Aktualisiert am 23.10.2019Lesedauer: 11 Min.
US-Präsident Donald Trump macht seinem türkischen Amtskollegen Erdogan den Weg frei, um kurdische Milizen in Nordsyrien anzugreifen.Vergrößern des Bildes
US-Präsident Donald Trump macht seinem türkischen Amtskollegen Erdogan den Weg frei, um kurdische Milizen in Nordsyrien anzugreifen. (Quelle: t-online)

Der Waffenstillstand in Nordsyrien steht. Russland und die Türkei richten eine Sicherheitszone ein. Für die Kurden ist es nur eine Pause in einem Albtraum. Welche Interessen verfolgt Erdogan? Ein Blick in die Geschichte.

Sie werfen Kartoffeln auf Fahrzeuge mit bewaffneten Soldaten. Auf der Straße in der nordsyrischen Stadt Kamischli sammelt sich am Wochenende eine kleine Gruppe. Die Menschen haben Kisten mit Lebensmitteln mitgebracht. Daraus fliegen besagte Kartoffeln und Tomaten auf die Wagenkolonne der abziehenden US-Armee. Die Region wird überwiegend von Kurden bewohnt. Noch. Denn nach dem Willen der türkischen Regierung soll hier eine Sicherheitszone aufgebaut werden. Arabischstämmige Syrer sollen hier siedeln, die Kurden sollen weichen.

Doch das Aufgeben der Heimat ist für viele syrische Kurden keine Option. Sie demonstrieren, bitten international um Hilfe und einige kämpfen mit der kurdischen Miliz YPG ("Volksverteidigungseinheiten"). Auch in Kamischli steht ein Mann auf der Straße. Er beschimpft die US-Soldaten, die in den letzten Jahren Verbündete der Kurden im Kampf gegen die Terrormiliz IS waren. Der Mann fühlt sich verraten.

Derartige Bilder werden in den letzten Tagen vermehrt in den sozialen Medien geteilt. Im Jahr 2017 wurden die amerikanischen Soldaten noch mit Blumen und großem Jubel empfangen. Jetzt sind sie in den Augen vieler Kurden Verräter. Diese fühlten sich ausgeliefert – von US-Präsident Donald Trump. Und sie standen einer militärisch weit überlegenen türkischen Armee gegenüber. Seit Donnerstag ruhen nun die Waffen, nur vereinzelt wird noch geschossen. Die zwischen den USA und der Türkei vereinbarte Feuerpause wurde am Dienstag in Gesprächen zwischen der Türkei und Russland verlängert. Am Mittwoch kündigte Ankara, dass die türkische Regierung einem dauerhaften Waffenstillstand zustimmt.

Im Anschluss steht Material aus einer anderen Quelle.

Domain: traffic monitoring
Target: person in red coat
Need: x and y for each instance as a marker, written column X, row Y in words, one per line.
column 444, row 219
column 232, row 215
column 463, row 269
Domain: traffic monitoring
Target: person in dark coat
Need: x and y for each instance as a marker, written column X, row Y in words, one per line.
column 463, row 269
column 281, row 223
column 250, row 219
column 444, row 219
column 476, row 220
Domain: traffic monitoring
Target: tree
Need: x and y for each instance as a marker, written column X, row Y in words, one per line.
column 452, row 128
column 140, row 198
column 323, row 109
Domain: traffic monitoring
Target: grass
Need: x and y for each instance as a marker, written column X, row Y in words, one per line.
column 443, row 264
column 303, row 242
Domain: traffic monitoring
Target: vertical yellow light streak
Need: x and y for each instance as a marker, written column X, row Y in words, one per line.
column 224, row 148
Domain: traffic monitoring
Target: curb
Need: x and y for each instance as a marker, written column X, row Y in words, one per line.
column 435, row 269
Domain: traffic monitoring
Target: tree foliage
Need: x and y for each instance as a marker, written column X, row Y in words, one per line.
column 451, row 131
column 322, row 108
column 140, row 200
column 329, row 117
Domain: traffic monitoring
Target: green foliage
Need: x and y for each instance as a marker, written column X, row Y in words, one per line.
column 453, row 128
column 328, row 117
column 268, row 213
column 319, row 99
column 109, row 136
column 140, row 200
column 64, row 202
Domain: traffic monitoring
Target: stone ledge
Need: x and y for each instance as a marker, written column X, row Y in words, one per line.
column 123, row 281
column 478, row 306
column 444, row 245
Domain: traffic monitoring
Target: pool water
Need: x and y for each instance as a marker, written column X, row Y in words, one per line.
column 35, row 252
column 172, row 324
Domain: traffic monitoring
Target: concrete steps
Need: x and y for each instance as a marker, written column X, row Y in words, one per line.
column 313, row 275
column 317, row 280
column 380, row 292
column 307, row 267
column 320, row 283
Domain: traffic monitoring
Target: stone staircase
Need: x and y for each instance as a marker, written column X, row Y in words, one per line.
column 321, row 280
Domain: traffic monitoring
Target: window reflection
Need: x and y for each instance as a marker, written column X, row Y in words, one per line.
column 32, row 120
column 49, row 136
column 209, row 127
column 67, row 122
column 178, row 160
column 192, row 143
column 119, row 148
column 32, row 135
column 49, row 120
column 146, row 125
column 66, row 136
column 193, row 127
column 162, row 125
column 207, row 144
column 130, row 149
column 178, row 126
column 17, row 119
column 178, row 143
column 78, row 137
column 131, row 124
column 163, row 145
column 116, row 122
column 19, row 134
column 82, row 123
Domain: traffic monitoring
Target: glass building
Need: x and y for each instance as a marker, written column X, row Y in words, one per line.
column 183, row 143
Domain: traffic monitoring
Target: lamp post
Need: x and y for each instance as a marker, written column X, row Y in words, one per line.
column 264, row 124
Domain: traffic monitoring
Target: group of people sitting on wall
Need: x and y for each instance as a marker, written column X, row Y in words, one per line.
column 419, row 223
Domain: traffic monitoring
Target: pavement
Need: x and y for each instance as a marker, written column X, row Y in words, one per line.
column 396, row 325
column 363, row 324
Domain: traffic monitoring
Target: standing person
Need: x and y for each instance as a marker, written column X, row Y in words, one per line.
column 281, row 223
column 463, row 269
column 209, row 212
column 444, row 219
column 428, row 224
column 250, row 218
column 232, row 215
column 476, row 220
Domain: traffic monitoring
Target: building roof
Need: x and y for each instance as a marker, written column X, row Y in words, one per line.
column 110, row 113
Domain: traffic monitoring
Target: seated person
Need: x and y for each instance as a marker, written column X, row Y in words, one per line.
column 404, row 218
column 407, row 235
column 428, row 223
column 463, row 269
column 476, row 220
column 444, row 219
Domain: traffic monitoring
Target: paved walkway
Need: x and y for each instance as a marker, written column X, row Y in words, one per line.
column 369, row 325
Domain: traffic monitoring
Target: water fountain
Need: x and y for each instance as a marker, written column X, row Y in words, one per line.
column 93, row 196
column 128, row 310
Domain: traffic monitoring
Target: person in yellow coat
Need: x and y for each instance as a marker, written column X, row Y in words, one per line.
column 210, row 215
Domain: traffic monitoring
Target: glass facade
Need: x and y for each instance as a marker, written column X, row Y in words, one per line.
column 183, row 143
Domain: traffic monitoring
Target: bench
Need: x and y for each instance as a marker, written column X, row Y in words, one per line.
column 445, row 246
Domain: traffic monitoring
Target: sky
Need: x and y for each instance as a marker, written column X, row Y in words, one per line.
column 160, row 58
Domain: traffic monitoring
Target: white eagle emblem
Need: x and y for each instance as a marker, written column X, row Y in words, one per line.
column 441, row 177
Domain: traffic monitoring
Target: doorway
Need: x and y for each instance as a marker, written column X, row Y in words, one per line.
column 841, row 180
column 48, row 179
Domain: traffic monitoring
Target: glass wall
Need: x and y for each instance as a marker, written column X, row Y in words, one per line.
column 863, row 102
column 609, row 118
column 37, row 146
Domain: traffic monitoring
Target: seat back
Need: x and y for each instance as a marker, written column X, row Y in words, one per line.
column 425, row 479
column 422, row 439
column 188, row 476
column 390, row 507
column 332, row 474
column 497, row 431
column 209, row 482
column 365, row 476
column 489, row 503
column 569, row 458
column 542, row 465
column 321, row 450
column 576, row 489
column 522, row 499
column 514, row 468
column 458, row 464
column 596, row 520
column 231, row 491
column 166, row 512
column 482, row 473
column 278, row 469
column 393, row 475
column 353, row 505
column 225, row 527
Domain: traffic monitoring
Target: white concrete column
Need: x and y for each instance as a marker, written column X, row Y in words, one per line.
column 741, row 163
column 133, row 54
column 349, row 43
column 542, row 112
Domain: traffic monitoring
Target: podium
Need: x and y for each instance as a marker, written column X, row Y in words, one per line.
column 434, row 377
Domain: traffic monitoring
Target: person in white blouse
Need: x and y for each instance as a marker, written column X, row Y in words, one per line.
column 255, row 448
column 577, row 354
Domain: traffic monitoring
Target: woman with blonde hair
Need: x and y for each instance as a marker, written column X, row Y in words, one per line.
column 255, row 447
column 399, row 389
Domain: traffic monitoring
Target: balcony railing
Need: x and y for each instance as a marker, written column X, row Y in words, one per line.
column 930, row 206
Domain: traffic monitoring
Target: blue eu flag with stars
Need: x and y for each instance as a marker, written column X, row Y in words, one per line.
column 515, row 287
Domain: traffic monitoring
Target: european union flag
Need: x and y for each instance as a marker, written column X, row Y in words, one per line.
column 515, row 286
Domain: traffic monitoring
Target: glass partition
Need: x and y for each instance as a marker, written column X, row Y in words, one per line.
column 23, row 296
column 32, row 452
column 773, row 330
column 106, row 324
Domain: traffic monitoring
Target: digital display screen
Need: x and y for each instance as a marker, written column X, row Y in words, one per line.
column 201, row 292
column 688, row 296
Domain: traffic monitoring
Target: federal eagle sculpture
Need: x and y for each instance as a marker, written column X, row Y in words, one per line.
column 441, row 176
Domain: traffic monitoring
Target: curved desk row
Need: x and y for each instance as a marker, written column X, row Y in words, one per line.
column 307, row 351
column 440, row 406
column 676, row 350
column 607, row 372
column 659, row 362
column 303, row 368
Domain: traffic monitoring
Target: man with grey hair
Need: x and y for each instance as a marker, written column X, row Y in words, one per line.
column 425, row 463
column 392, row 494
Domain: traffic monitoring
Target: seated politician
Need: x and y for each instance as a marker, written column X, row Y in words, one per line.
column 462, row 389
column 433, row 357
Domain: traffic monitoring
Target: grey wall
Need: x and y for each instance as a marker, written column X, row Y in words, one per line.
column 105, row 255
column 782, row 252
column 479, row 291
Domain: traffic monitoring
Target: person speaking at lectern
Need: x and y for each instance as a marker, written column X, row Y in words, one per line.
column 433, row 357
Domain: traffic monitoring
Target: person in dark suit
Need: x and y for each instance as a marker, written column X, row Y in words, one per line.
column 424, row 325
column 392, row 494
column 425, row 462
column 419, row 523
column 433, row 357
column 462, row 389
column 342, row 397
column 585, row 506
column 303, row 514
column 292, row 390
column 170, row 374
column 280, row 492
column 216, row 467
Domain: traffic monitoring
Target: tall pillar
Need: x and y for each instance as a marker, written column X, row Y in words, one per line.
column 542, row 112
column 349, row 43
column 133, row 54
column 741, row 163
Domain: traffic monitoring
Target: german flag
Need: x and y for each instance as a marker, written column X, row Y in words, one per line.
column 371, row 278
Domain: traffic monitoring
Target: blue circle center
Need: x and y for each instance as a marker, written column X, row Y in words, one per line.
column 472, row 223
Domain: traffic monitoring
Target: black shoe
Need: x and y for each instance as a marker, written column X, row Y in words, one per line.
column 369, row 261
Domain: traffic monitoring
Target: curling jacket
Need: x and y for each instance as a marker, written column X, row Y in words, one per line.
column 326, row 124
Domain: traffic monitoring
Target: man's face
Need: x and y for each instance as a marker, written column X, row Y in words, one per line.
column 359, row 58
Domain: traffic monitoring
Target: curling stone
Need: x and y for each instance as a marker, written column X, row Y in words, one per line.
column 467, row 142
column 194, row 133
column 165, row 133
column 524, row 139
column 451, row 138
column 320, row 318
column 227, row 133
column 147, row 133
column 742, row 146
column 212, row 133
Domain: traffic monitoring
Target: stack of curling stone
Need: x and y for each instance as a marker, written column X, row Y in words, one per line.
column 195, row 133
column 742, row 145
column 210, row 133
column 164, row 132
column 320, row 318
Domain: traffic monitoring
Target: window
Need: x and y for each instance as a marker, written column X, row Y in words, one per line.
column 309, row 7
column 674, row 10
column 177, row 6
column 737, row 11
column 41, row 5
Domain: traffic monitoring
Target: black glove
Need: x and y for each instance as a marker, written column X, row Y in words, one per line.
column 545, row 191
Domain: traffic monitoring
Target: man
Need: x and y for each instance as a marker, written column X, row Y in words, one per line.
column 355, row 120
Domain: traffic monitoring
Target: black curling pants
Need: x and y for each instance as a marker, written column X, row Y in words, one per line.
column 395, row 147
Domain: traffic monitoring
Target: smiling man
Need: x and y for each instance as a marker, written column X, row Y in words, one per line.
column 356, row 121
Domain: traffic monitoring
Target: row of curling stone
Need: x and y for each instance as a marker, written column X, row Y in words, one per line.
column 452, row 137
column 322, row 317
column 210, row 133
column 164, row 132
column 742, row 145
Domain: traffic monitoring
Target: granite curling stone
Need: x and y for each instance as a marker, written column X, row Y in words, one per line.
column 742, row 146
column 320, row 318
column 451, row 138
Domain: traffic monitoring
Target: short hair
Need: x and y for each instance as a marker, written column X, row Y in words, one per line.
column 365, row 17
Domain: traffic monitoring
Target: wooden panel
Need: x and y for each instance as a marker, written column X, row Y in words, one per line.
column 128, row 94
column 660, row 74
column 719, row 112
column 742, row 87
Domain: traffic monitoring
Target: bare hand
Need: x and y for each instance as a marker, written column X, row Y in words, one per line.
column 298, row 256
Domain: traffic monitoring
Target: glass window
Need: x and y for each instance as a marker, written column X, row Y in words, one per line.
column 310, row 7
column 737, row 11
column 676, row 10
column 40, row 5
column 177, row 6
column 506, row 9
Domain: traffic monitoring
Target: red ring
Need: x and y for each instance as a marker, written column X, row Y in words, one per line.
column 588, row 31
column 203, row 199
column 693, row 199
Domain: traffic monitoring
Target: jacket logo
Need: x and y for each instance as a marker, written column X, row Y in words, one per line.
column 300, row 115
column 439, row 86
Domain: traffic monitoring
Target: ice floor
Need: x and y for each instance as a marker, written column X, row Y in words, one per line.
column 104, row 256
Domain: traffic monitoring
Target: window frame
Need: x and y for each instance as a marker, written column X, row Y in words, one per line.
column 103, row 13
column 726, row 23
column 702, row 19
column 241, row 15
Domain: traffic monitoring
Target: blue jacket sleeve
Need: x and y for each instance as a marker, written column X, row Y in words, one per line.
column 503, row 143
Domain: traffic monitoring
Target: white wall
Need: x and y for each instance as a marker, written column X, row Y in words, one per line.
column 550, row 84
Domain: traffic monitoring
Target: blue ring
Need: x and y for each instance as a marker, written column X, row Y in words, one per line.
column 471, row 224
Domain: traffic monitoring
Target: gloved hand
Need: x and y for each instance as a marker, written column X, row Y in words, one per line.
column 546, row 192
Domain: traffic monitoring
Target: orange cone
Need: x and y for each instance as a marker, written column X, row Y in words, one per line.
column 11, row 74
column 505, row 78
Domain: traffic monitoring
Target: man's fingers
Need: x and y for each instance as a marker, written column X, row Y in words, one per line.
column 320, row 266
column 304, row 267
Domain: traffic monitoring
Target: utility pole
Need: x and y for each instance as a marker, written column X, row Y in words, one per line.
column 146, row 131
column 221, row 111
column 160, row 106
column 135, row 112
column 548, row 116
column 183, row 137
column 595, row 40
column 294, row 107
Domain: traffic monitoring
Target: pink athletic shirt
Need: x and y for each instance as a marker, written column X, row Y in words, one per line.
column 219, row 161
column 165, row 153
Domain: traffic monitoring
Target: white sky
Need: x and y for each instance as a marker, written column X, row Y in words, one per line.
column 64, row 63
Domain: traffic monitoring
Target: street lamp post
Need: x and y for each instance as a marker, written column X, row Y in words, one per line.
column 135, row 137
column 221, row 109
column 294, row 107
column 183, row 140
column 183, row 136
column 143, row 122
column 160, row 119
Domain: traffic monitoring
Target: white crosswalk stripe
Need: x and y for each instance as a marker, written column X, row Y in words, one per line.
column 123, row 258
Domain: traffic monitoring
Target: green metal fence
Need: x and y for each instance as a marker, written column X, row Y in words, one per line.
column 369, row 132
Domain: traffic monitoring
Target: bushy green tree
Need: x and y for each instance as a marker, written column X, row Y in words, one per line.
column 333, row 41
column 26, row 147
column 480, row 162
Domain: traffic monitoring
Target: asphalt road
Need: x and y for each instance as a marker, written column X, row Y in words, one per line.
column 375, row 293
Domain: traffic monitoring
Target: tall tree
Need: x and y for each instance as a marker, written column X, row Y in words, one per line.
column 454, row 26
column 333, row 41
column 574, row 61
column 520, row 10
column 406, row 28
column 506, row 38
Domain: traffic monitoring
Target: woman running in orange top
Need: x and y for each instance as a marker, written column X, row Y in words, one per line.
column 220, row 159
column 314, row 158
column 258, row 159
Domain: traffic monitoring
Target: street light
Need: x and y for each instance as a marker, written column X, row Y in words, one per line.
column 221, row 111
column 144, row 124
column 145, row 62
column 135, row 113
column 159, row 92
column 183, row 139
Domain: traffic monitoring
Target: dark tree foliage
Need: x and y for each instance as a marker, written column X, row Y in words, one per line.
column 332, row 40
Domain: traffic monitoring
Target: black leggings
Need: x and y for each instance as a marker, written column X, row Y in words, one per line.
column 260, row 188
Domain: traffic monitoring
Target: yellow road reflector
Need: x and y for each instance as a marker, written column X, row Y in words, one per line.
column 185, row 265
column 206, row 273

Am Ende kontrollieren die Großmächte und das Assad-Regime wieder große Teile von Nordsyrien, die Interessen der Kurden werden übergangen. Sie sind am Ende die Opfer in den geostrategischen Spielen der größeren Mächte. So scheint es.

Profiteur der gegenwärtigen Situation ist vor allem der türkische Präsident Recep Tayyip Erdogan. Er brach mit seinem Angriff auf die Milizen der YPG das Völkerrecht. Erdogan steht innenpolitisch und wirtschaftlich unter starkem Druck, für ihn ist der Krieg ein erfolgreiches Ablenkungsmanöver. Die Türkei verfolgt in Syrien aber auch eigene sicherheitspolitische Interessen, wähnt sich in einer bedrohlichen Situation. Grund dafür ist die verbotene kurdische Arbeiterpartei PKK, die eng mit der YPG in Syrien verflochten ist.

Diese Ausgangslage muss in Europa verstanden werden, um in dem Konflikt vermitteln zu können. Der blutige Konflikt zwischen Türken und Teilen der Kurden ist historisch von Betrug geprägt und ist auch heute noch ein Abbild des Kalten Krieges.

1. Die ersten großen Enttäuschungen

Die Kurden sind zahlenmäßig die größte Volksgruppe der Welt ohne eigenen Staat. Etwa 30 Millionen sollen heute laut Schätzungen im Südosten der Türkei, in Syrien, dem Irak wie dem Iran und auch im Libanon leben. Die Geschichte der Kurden war in den letzten hundert Jahren eine Chronologie der enttäuschten Hoffnungen.

Das Fundament für die Konflikte zwischen den türkischen Regierungen und Teilen dieser ethnischen Minderheit im Land legten die Alliierten nach dem Ersten Weltkrieg. Auch der türkische Staatsgründer Mustafa Kemal Pascha, später Atatürk genannt, ist verantwortlich. Und dies kam so: Der Vorgängerstaat der Türkei, das Osmanische Reich, hatte 1918 als Verbündeter des Deutschen Reichs den Krieg verloren; das weit über die Grenzen der heutigen Türkei reichende Staatsgebiet wurde zerstückelt.

Die auf Unabhängigkeit sinnenden Kurden verfolgten damals eine Doppelstrategie. Im Vertrag von Sèvres zwischen den Siegermächten des Ersten Weltkriegs und dem Osmanischen Reich wurde ihnen im Jahr 1920 von den Alliierten ein autonomes Gebiet auf dem Staatsgebiet des geschrumpften Osmanischen Reichs zugesprochen mit Ausblick auf den eigenen Nationalstaat Kurdistan.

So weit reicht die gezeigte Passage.